The Old-House Journal
- Publisher: Active Interest Media Home Buyer Publications
- Founded: 1973
- Company: Active Interest Media
- Country: United States
- Based in: Denver
- Website: oldhouseonline.com
- ISSN: 0094-0178
- OCLC: 10107662

= The Old-House Journal =

American magazine

The Old-House Journal is an American magazine that specializes in information about the restoration of old houses.

Its first issue was published in 1973 in Brooklyn, New York, as a black-and-white, advertising-free newsletter for devotees of the urban Brownstone Revival Movement in East Coast cities that reacted against the urban renewal devastation of the 1960s. Among the early, small group of publications devoted to the new field of Historic Preservation, in its first decade Old-House Journal was also representative of the "alternative press" of the era, which included music publications Rolling Stone and Crawdaddy, and even shelter magazines like Mother Earth News and the early Fine Homebuilding, in the way it featured content-rich (often reader-written editorial) with a non-mainstream format and perspective.

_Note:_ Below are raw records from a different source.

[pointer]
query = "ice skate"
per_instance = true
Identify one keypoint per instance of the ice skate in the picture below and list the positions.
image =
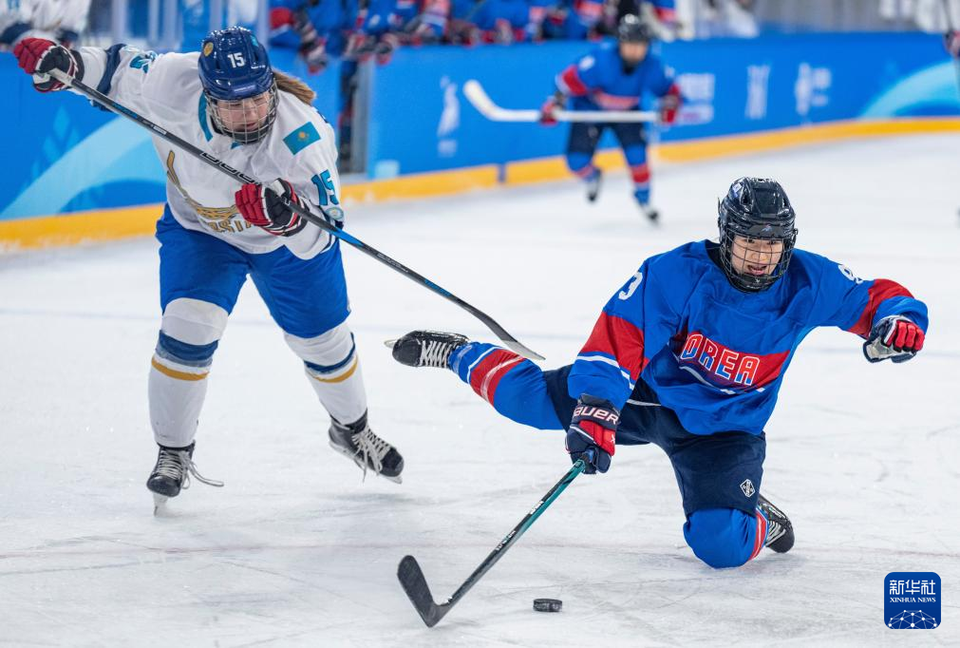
(780, 531)
(172, 473)
(358, 442)
(426, 348)
(650, 212)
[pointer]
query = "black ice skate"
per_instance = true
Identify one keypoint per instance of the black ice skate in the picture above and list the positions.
(172, 474)
(779, 530)
(650, 212)
(593, 186)
(358, 442)
(426, 348)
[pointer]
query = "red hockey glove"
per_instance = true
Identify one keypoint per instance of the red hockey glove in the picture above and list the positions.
(549, 108)
(592, 433)
(670, 105)
(37, 56)
(260, 205)
(315, 56)
(894, 337)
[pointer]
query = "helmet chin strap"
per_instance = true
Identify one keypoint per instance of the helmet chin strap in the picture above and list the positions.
(245, 137)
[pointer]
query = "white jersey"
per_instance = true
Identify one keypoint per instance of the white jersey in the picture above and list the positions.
(299, 148)
(52, 19)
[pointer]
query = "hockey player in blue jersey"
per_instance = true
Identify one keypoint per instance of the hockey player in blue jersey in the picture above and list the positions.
(689, 355)
(614, 77)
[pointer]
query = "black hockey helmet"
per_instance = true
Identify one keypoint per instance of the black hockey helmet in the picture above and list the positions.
(756, 208)
(633, 30)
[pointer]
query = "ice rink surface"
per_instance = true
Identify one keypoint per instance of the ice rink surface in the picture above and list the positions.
(296, 551)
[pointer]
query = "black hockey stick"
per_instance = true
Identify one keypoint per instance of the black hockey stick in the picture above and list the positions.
(415, 585)
(105, 101)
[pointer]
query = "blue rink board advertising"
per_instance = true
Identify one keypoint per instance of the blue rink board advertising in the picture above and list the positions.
(71, 157)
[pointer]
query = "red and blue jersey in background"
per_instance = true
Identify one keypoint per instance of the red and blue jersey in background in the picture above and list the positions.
(599, 80)
(716, 355)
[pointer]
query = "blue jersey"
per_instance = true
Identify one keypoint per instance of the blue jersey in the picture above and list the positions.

Its longtime editors are Clem Labine (founder), Patricia Poore (current) and Gordon Bock. By the early 1990s, as historic building restoration grew more mainstream and attracted competing coverage in TV and other print vehicles, Old-House Journal evolved into a nationally published glossy magazine. The magazine is currently part of Active Interest Media and is jointly published by Active Interest Media and Home Buyer Publications. Around 2010 its headquarters moved to Denver after a brief stint in Chantilly, Virginia.